Using Fluent Bit to send CommonSecurityLog data to Sentinel
One of the limitations of Microsoft Sentinel and Azure Log Analytics was that if you wanted to use a custom log forwarder or log source, you couldn't write to the built-in tables. You had to create Custom tables, which had a _CL
suffix.
This was a problem, because each custom table you added had to be manually added to your Analytic rules and Workbooks, creating stupid inefficiencies.
But this is no more! With the new Logs Ingestion API, Microsoft supports custom data being sent to 4 built-in tables: CommonSecurityLog
, SecurityEvents
, Syslog
, WindowsEvents
.
In this example, we're going to be sending firewall log data from OpenWrt to the standard CommonSecurityLog
table, so that we get the benefit of having normalised data, and the built-in Analytic templates.
To set this up, we're going to:
- Identify the data we want to collect and mapping it to CommonSecurityLog
- Create an App Registration
- Create a Data Collection Endpoint (DCE)
- Create a Data Collection Rule (DCR)
- Assign IAM Roles to the DCR
- Install Fluent Bit
- Configure a Fluent Bit parser for OpenWrt firewall logs
- Create a Fluent Bit config
Mapping iptables to CommonSecurityLog
The first step in ingesting any data into any SIEM is to know what the data is, what you're interested in, and how to normalise it so that you can make use of it. Otherwise, you're just sending garbage into a very expensive garbage pile.
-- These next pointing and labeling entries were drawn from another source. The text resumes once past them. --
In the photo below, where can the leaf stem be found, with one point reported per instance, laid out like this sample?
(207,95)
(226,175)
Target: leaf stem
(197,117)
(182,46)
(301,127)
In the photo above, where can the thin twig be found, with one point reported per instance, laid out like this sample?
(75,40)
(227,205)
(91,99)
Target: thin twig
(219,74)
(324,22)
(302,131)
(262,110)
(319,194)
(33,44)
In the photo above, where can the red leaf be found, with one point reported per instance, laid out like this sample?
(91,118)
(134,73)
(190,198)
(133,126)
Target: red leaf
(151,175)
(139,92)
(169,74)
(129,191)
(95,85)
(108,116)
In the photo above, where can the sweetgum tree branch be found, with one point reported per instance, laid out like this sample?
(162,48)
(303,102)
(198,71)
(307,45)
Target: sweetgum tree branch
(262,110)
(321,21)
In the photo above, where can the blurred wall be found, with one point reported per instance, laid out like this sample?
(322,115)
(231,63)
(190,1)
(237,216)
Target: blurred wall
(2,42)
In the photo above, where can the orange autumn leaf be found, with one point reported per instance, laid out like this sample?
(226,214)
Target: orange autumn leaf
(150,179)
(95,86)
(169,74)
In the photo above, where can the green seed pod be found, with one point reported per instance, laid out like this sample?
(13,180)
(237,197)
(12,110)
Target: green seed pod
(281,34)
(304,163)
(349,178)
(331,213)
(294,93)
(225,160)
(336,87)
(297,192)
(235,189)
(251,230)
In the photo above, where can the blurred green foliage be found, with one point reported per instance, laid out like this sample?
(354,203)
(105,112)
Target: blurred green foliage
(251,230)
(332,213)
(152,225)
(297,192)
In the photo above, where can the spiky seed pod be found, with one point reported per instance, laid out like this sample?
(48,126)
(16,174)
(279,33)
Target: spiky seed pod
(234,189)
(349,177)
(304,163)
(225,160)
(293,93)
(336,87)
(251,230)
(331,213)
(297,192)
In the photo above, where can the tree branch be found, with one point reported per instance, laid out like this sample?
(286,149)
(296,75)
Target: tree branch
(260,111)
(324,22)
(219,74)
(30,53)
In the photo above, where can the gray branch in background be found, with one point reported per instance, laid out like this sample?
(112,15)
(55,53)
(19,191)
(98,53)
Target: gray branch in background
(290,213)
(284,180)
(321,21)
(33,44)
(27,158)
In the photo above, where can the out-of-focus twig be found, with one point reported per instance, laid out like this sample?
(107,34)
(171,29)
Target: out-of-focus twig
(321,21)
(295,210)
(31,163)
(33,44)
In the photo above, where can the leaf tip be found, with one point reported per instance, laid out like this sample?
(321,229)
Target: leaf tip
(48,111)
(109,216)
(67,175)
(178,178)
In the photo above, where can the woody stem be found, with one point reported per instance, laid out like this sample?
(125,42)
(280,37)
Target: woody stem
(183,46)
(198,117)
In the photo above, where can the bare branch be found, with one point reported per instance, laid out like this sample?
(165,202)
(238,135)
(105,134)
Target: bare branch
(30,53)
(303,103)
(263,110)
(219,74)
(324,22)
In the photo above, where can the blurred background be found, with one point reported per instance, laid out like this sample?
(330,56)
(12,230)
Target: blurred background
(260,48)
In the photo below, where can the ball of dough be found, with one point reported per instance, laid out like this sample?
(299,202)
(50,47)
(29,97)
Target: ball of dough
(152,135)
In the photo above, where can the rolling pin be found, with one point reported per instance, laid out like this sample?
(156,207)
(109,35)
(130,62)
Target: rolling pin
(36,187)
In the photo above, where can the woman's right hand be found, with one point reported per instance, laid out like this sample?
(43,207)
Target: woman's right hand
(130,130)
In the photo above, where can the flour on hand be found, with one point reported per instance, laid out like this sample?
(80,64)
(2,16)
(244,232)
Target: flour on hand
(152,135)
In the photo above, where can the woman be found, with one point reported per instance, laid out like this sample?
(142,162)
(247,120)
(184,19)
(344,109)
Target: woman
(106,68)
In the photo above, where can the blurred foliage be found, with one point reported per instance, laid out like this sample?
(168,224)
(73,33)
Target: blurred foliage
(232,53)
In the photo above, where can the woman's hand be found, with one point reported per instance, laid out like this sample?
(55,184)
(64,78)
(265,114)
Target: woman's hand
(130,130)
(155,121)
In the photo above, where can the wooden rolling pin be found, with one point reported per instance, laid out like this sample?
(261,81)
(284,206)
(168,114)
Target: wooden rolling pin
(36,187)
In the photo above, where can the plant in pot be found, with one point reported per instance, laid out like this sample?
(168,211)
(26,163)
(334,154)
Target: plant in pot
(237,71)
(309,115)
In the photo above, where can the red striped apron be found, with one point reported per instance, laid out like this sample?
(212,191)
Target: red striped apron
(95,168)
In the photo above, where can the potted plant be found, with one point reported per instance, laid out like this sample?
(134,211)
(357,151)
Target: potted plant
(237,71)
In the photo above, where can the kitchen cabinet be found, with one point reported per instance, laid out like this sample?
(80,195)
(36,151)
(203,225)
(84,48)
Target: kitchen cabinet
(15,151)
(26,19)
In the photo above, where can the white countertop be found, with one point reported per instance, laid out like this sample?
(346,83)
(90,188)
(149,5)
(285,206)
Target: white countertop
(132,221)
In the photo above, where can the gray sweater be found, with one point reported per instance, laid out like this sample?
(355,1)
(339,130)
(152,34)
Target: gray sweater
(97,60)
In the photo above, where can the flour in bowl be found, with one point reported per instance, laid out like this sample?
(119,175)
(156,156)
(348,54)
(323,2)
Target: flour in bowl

Example OpenWrt iptables logs look like:
[000000.000000] drop wan invalid ct state: IN= OUT=pppoe-wan SRC=203.0.113.42 DST=198.51.100.9 LEN=40 TOS=0x00 PREC=0x00 TTL=64 ID=0 DF PROTO=TCP SPT=52182 DPT=443 WINDOW=0 RES=0x00 RST URGP=0
[000000.000000] drop wan invalid ct state: IN=eth1 OUT=pppoe-wan MAC=aa:aa:aa:aa:aa:aa:bb:bb:bb:bb:bb:bb:08:00 SRC=198.51.100.134 DST=198.51.100.29 LEN=40 TOS=0x00 PREC=0x00 TTL=127 ID=45489 DF PROTO=TCP SPT=56913 DPT=443 WINDOW=0 RES=0x00 ACK RST URGP=0
[000000.000000] reject wan forward: IN=pppoe-wan OUT=eth1 MAC= SRC=2001:0db8:0000:0000:0000:0000:ffff:0002 DST=2001:0db8:aaaa:aaaa:aaaa:aaaa:aaaa:af3c LEN=60 TC=0 HOPLIMIT=57 FLOWLBL=864951 PROTO=TCP SPT=443 DPT=53714 WINDOW=0 RES=0x00 RST URGP=0
[000000.000000] reject wan in: IN=pppoe-wan OUT= MAC= SRC=198.51.100.130 DST=203.0.113.42 LEN=52 TOS=0x00 PREC=0x00 TTL=113 ID=19525 DF PROTO=TCP SPT=53501 DPT=1433 WINDOW=8192 RES=0x00 SYN URGP=0
[000000.000000] reject wan in: IN=pppoe-wan OUT= MAC= SRC=198.51.100.130 DST=203.0.113.42 LEN=52 TOS=0x00 PREC=0x00 TTL=12 ID=31743 PROTO=UDP SPT=12054 DPT=53 LEN=32
[000000.000000] reject wan out: IN=eth1 OUT=pppoe-wan MAC=aa:aa:aa:aa:aa:aa:bb:bb:bb:bb:bb:bb:08:00 SRC=198.51.100.233 DST=198.51.100.1 LEN=84 TOS=0x00 PREC=0x00 TTL=63 ID=15546 PROTO=ICMP TYPE=8 CODE=0 ID=2828 SEQ=0
[000000.000000] accept wan out: IN=eth1.30 OUT=pppoe-wan MAC= SRC=198.51.100.130 DST=203.0.113.42 LEN=52 TOS=0x00 PREC=0x00 TTL=12 ID=31893 PROTO=UDP SPT=24912 DPT=53 LEN=32
Based on these logs, and what I'm interested in, I'm going to normalise the data to the CommonSecurityLog schema using the following fields:
CommonSecurityLog | datatype | iptables | fluent-bit |
---|---|---|---|
TimeGenerated | datetime | time | |
CommunicationDirection | (in or out) | ||
Computer | host | ||
DestinationIP | DST= | ||
DestinationMACAddress | MAC= | ||
DestinationPort | int | DPT= | |
DeviceAction | (accept, reject, or drop) | ||
DeviceCustomString1 | (rule interface) | ||
DeviceInboundInterface | IN= | ||
DeviceOutboundInterface | OUT= | ||
ProcessName | ident | ||
Protocol | PROTO= | ||
ReceiptTime | time | ||
ReceivedBytes | long | LEN= | |
SourceIP | SRC= | ||
SourceMACAddress | MAC= | ||
SourcePort | int | SPT= | |
Message | message |
Note: sharp readers will notice I'm keeping the original message field, which effectively duplicates all the relevant data... this is just temporary, as I haven't fully finished my regex filter. At some point in the future, I'll remove the raw message, otherwise I'm just doubling my data costs.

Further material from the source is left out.